Очнулся он оттого, что услышал басовитый голос отца и взволнованный, слегка дрожащий голос Веры.
— Я не знаю, — говорила Вера, — как там было под Бородино в двенадцатом году, но что началось после бомбежки на Буйничском поле — настоящий кромешный ад. Они опять пустили на нас танки. И опять артиллеристы были молодцами. Я уж думала — подавят нас всех. Нет, снова подожгли десятка полтора, а остальные отступили.
— Все-таки отступили? — радостно переспросил отец.
— Отступили... — повторила Вера. — А потом началось нечто невероятное. Они, наверное, решили, что осталось еще немного и наши войска будут сломлены. Помните, как в «Чапаеве» капелевцы шли в психическую атаку? Они ее повторили точь-в-точь. В колоннах с развернутыми знаменами двинулись по Бобруйскому шоссе. Наши их подпустили поближе да как ударили из пулеметов и винтовок... Не вышла у них психическая.
— Тяжело вам, — вздохнул отец.
— Мы бы пропали, если бы не туляки.
— Если б им в помощь танки да самолеты, — мечтательно сказал отец и позвал: — Даша! Мы тут основательно проголодались.
— Я тоже... — сказал Сергей.
— Сережа! — Вера подскочила к его кровати. — Очнулся?
— Голова кружится...
— Крови ты много потерял. И как это я второпях не заметила? Откопала тебя, а ты живой. И потом не сказал ничего.
— А я сам не знал, — слабо улыбнулся Сергей и тревожно спросил: — Почему мы дома?
— Госпиталь переполнен. Я считала, что у родителей будет не хуже.
— Правильно... — пробасил отец, присаживаясь у постели. — Даша! Сережа хочет тебя видеть... — позвал он мать.

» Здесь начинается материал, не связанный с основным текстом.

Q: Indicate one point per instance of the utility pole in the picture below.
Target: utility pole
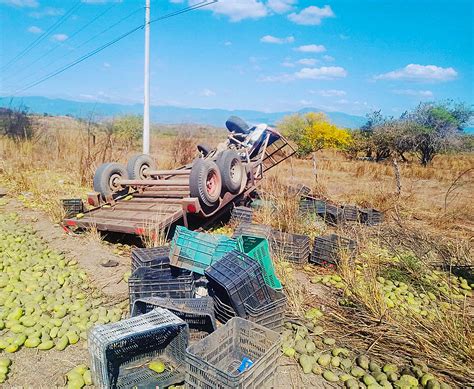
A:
(146, 108)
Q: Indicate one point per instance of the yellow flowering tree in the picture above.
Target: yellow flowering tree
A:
(313, 132)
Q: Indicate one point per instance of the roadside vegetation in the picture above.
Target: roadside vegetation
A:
(401, 307)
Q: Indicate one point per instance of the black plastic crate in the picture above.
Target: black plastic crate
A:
(271, 315)
(293, 247)
(120, 352)
(327, 249)
(370, 216)
(312, 205)
(72, 206)
(241, 214)
(222, 311)
(146, 282)
(333, 214)
(197, 312)
(250, 229)
(155, 258)
(214, 361)
(351, 213)
(238, 280)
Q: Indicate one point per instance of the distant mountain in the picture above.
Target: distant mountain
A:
(164, 114)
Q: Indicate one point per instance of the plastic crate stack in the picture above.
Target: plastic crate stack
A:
(237, 285)
(241, 214)
(155, 258)
(327, 249)
(198, 313)
(250, 229)
(165, 281)
(120, 352)
(258, 249)
(196, 251)
(240, 354)
(292, 247)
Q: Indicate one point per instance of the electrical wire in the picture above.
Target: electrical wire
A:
(103, 47)
(32, 75)
(42, 37)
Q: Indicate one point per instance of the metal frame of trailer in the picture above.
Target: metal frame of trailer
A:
(164, 199)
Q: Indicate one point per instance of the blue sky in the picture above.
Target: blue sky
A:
(272, 55)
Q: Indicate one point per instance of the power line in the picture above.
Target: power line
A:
(42, 37)
(84, 43)
(103, 47)
(69, 38)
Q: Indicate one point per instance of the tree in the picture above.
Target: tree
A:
(434, 127)
(313, 131)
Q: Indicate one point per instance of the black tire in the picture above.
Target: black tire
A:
(236, 124)
(205, 182)
(105, 176)
(232, 171)
(138, 164)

Сергей в знак благодарности положил свою руку на широкую, покрытую узловатыми венами руку отца. Мать почти вбежала в комнату и сразу запричитала:
— Сыночек мой, кровиночка моя! И почему ты такой невезучий?
— Ты ошибаешься, мама, — спокойно сказал Сергей. — Все как раз наоборот.

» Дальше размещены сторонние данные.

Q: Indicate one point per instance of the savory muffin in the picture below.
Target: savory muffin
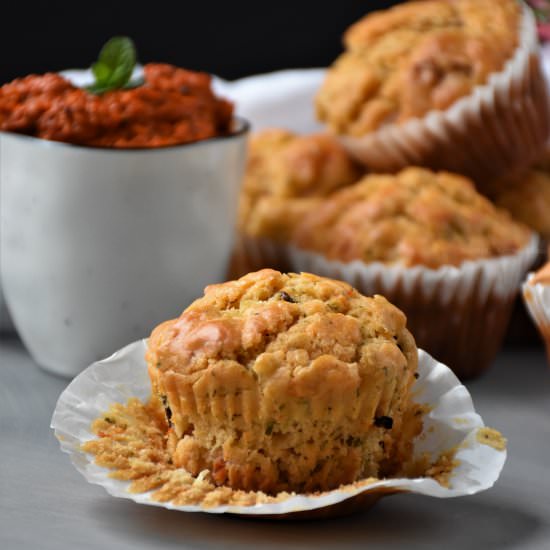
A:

— Ты ж второй раз при смерти... — сказала мать, вытирая слезы.
Она и не думала обидеть Веру, но Сергей почувствовал, что упоминание о том довоенном злополучном вечере по-прежнему бросает на Веру ненужную тень.

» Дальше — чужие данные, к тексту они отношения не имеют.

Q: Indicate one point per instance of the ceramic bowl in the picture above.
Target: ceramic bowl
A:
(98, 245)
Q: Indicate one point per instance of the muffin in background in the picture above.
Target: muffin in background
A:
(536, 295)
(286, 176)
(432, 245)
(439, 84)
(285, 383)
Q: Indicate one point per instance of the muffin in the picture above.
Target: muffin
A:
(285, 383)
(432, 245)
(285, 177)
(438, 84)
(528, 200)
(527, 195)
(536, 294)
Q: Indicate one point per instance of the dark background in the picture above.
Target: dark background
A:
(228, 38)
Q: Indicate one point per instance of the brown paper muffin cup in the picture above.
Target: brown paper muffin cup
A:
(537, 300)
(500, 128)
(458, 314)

— Пока мы вместе, — сказал Сергей и взял Веру за руку, — мы не пропадем, мама. Кстати, — добавил он, и голос его дрогнул. — Все было некогда сказать вам, что Вера — моя жена.
Отец от неожиданности ничего не нашелся сказать, только понимающе и одобрительно качал головой. Мать подошла к Вере, обняла ее, и они обе расплакались.
— Вот те раз, — с усилием улыбнулся Сергей. — Вместо того чтобы радоваться, вы ревете.
— И правда, мать, подавай-ка лучше на стол. — Отец открыл буфет, достал бутылку вина, — По маленькой возьмем назло врагам и на радость молодым.
— Какая уж тут радость, — вздохнула мать, ставя на стол тарелки и кастрюлю. — Не знаю, доживем ли мы до нее.
— Доживем, мама. — Сергей подумал и продолжал: тут нас винтовки да бутылки с горючей смесью, а они против нас с танками да самолетами ничего сделать не могут. А как только главное командование подбросит... побегут они назад в свою Германию.
— Смотри как бы не побежали, — усмехнулась Вера. — Не будем спорить, — отец налил рюмку. — Кто-то же там, наверху, ломает голову, как исправить положение, а я предлагаю выпить за молодежь.
— Такой свадьбы не припомню. Молодой лежит раненый, невеста на позиции торопится, — заметила мать.
— Я не тороплюсь. — Вера взяла рюмку для Сергея, а потом для себя. — Нас пока отвели в город. На пополнение.
— А с ребятами что?
— Не волнуйся, целы твои ребята, обещали наведаться.
— Тогда, может, повременим с рюмкой?
— Как хочешь...
Со двора позвонили.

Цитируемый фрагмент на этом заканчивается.